Hours after Hong Kong bookseller Lam Wing-kee defiantly told reporters on Thursday evening that Chinese authorities had detained him for eight months (five of them in solitary confinement), and forced him to issue a scripted TV confession for trading in banned books, China’s Global Times delivered what seemed like a state-sanctioned riposte.
The daily, which is affiliated with the Chinese Communist Party and specializes in flag-waving editorials, dismissed international condemnation of the mysterious disappearances of five Hong Kong–connected booksellers who specialized in scurrilous paperbacks skewering — with little documentary evidence — China’s political elite.
All five had ended up in detention on the mainland — even though two had last been seen outside of mainland China, prompting worries that they had been abducted by agents of the Chinese state. However, the Global Times editorial followed a predictable line — at least initially. It warned that although Hong Kong is governed by different laws from the rest of China, “all different forces in Hong Kong must respect the political system in China. It’s not right to take actions which may harm the state security and the political stability in mainland China.”
The Global Times also noted, with apparent approval, that Lam “confirmed that he had not been abused or tortured on the mainland.” The story did not mention that Lam said he had been blindfolded and handcuffed during his detention, that he had been denied access to lawyers or the outside world, or that, buy his account, security personnel were so worried that he might commit suicide that they tied a string to his toothbrush and held onto it, in case he tried to shove it down his throat and choke himself to death.
But by later on Friday morning, the link to the Global Times article had been severed. It joined the millions of other web pages in China that have simply disappeared, presumably courtesy of the nation’s censorship machine. In fact, the editorial, which was posted at 3 a.m. on Friday, was a curious one. Although it lectured Hong Kong residents on the limits of the so-called “one country, two systems” structure that allows the territory far more political autonomy than the mainland, the editorial also noted that the “mainland should respect Hong Kong’s independent jurisdiction more strictly, and understand the public opinion in Hong Kong is highly sensitive in these issues.” Such recognition of local Hong Kong sentiment, which has grown ever more wary of mainland interference, is rarely expressed in official Chinese circles.
Furthermore, while the editorial took care to refute Lam’s contentions that he and his fellow booksellers had been victimized by the Chinese state, the piece also laid out much of what the detained bookseller had said in his Thursday press conference. The editorial described how Lam said that a director had fed him lines for his televised confession. It specified how Lam, a native of Hong Kong, said the booksellers’ fates showed how the “Chinese government has forced Hong Kong people into a dead end.”
Notably, this detailed recounting appeared to be the only instance in which Lam’s press conference was covered by the Chinese state press. Otherwise, media consumers in mainland China were left in the dark.
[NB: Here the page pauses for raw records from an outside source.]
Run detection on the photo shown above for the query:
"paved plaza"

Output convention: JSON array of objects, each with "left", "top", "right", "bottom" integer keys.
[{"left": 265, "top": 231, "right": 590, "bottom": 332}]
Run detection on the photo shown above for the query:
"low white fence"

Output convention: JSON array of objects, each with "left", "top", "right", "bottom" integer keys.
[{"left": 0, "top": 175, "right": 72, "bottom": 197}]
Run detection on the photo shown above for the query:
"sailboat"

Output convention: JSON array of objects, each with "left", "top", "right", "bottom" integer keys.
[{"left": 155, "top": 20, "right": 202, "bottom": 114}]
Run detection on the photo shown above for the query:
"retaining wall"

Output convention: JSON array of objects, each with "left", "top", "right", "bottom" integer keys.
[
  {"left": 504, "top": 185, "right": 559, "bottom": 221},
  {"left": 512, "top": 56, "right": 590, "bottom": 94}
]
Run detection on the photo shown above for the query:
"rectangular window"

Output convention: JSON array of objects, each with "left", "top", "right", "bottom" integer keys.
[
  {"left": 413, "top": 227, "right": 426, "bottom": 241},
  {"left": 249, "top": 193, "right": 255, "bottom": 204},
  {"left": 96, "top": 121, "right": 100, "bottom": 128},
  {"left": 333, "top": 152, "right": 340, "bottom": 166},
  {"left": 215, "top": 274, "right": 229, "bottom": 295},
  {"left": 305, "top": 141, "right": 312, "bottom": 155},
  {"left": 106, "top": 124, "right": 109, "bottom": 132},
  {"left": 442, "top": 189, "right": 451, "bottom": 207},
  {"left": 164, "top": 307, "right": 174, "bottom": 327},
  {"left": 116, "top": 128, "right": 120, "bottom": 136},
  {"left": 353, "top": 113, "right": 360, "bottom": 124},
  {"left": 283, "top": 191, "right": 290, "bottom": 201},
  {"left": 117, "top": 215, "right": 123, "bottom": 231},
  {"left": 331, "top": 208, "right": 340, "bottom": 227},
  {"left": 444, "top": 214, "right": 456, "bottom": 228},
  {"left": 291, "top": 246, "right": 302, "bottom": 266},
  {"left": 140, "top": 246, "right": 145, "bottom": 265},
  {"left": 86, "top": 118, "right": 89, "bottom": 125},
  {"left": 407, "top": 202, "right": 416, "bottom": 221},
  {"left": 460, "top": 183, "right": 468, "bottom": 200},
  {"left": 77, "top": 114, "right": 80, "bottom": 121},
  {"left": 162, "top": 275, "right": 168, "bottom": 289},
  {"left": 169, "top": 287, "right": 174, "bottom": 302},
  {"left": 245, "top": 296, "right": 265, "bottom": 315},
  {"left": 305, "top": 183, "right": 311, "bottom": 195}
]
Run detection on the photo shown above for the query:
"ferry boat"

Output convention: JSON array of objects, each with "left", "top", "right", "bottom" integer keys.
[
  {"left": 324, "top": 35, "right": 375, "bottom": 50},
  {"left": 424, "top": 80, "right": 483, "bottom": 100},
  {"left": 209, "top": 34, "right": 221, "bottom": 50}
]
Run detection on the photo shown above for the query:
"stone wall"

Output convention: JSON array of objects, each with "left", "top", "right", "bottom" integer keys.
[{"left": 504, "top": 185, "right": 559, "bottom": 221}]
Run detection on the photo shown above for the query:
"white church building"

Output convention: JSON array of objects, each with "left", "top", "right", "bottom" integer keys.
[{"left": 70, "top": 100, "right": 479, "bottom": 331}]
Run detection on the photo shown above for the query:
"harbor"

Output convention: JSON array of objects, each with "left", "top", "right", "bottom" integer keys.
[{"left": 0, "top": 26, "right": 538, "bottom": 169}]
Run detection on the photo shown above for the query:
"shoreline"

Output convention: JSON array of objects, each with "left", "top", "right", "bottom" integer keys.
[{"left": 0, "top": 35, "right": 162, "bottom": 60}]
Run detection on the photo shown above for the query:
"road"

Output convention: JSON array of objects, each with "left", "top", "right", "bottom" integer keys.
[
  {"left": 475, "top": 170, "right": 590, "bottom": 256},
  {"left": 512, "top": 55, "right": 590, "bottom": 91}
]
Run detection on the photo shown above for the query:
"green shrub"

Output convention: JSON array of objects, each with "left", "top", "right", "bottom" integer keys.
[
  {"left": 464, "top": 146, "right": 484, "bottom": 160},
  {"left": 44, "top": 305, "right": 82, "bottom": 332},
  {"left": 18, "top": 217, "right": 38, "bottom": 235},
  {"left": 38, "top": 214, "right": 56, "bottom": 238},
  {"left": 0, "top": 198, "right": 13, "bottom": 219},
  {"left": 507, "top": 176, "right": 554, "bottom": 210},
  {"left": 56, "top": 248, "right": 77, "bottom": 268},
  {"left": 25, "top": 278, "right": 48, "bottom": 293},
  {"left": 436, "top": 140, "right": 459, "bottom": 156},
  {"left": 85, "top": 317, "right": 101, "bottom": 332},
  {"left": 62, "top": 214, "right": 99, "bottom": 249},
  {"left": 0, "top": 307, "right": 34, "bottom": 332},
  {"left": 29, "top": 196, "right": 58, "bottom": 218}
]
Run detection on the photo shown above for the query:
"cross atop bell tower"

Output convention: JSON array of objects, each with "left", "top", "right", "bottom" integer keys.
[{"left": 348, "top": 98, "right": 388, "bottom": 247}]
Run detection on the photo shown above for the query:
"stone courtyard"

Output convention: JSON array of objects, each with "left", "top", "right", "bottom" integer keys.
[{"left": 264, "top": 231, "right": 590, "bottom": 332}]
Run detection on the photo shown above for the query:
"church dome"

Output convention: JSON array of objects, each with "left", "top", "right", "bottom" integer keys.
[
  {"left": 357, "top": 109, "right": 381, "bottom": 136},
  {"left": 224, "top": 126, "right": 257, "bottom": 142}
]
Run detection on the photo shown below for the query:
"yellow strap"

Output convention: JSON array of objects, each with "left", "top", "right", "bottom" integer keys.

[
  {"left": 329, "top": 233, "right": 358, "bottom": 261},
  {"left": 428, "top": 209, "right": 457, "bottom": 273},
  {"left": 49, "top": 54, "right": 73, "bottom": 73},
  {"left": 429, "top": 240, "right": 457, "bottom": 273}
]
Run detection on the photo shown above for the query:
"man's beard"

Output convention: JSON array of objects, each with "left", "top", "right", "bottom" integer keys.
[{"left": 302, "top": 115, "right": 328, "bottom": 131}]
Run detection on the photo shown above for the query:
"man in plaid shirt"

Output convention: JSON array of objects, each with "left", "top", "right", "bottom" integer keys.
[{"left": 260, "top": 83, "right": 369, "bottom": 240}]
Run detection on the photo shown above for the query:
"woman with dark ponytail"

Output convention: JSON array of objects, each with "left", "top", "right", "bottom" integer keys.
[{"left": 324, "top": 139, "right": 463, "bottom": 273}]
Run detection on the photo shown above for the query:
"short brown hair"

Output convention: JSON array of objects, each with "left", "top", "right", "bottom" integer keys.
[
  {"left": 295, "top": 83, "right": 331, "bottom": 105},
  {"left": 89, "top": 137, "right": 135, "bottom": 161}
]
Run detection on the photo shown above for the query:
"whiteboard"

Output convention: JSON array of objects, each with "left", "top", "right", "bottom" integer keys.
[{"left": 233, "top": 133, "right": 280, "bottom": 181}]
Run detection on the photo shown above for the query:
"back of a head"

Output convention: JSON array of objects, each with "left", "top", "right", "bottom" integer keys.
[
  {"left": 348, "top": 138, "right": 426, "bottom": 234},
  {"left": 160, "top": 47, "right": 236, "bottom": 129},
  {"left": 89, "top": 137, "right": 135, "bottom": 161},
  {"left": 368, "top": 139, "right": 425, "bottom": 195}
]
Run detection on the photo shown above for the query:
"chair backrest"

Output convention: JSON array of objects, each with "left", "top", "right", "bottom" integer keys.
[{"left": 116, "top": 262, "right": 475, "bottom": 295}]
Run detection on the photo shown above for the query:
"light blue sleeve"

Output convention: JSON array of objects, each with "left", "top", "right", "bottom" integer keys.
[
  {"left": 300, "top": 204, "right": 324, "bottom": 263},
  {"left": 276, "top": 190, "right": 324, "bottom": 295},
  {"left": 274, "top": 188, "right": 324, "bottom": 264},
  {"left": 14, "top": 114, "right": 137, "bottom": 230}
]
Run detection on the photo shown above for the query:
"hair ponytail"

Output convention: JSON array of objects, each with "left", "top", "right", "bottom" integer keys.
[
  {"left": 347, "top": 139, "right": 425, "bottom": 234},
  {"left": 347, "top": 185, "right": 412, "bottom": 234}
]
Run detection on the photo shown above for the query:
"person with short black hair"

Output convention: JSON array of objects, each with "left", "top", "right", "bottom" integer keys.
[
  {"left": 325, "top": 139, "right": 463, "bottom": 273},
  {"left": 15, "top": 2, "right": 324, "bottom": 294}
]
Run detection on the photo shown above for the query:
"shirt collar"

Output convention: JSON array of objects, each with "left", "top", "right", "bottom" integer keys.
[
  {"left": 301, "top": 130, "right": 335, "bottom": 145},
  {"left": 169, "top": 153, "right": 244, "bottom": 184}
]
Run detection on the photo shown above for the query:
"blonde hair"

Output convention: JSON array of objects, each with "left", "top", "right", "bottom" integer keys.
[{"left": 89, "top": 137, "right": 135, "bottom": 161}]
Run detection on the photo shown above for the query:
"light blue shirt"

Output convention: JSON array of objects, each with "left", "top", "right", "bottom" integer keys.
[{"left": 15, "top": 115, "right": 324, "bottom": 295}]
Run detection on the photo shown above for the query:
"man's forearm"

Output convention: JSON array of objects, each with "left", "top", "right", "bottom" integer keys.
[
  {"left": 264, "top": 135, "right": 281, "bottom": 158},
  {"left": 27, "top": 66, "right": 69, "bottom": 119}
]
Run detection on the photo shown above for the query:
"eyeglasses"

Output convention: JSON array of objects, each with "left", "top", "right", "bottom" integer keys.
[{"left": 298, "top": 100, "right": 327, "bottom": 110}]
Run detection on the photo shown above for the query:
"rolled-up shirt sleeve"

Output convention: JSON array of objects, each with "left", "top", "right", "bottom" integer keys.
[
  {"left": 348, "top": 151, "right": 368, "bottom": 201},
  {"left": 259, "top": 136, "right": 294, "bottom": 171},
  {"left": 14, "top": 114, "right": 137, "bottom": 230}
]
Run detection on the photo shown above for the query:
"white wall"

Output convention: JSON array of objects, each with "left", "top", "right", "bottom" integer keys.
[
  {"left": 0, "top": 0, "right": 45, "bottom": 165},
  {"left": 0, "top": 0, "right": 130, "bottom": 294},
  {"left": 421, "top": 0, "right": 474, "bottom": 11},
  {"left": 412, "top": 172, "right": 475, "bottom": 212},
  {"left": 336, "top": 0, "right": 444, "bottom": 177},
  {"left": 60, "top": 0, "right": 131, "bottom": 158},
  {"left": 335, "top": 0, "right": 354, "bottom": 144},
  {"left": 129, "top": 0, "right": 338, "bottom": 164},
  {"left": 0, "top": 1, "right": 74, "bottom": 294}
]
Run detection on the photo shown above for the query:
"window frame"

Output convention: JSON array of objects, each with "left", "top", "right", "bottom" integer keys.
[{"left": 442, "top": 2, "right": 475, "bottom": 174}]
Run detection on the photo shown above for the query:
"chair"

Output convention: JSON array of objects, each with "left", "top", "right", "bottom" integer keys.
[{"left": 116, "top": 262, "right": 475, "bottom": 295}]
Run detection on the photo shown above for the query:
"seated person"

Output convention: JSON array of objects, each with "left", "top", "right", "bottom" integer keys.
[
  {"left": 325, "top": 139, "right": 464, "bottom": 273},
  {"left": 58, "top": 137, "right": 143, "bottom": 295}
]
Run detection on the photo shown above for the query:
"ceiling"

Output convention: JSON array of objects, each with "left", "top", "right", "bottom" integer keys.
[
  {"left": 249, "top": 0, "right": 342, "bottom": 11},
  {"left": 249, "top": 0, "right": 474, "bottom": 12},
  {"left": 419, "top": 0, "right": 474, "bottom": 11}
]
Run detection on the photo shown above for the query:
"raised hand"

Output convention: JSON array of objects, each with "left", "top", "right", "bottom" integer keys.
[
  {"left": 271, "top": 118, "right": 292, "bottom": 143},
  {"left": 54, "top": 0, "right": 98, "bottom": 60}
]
Indeed, one mainland-based friend of another of the booksellers said on Friday afternoon that he had no idea that Lam had been allowed to return to Hong Kong and had given his dramatic Hong Kong press conference. (The friend declined to speak further about the case given the sensitivities involved.)
The five booksellers began disappearing last year, from Thailand, southern China and Hong Kong. In October, Gui Minhai, a Swedish citizen and owner of Mighty Current Media, disappeared from outside his Thai seaside condominium in the company of an unidentified Chinese man. Later, other Chinese men visited his apartment and took his laptop away, according to one of the building’s employees. Gui turned up in January on Chinese TV confessing, in stilted fashion, to having caused the death of a young Chinese woman during a hit-and-run incident 12 years before. He is still in official custody on the mainland.
In late December, bookseller Lee Bo, a British passport holder also known as Paul Lee, disappeared from Hong Kong, only to resurface on the mainland, despite immigration authorities never having recorded his exit from the territory. Lee eventually returned to Hong Kong for a period but refused to discuss what happened to him, stating that he had gone to the mainland of his own volition. Two other booksellers disappeared, like Lam, when they were traveling in southern China. Like Lee, they also returned to Hong Kong but declined to discuss their situations and have since traveled back to the mainland. In his Thursday tell-all, Lam said that “out of the five, I’m in a slightly different position … At least I don’t have family on the mainland, only my girlfriend.”
The pressure continues. Two cellphone numbers for Gui’s sisters living in China have been disconnected. In January, one sister told TIME that she knew nothing of Gui’s televised confession and hung up the phone. One of the authors of books published by Mighty Current, who lives in the West, says that Lam’s defiant press conference notwithstanding, a climate of fear reigns among the stable of writers. “I dare not go to China or to Hong Kong,” he says. “There is no guarantee of my safety. The [Chinese] government will stop at nothing.”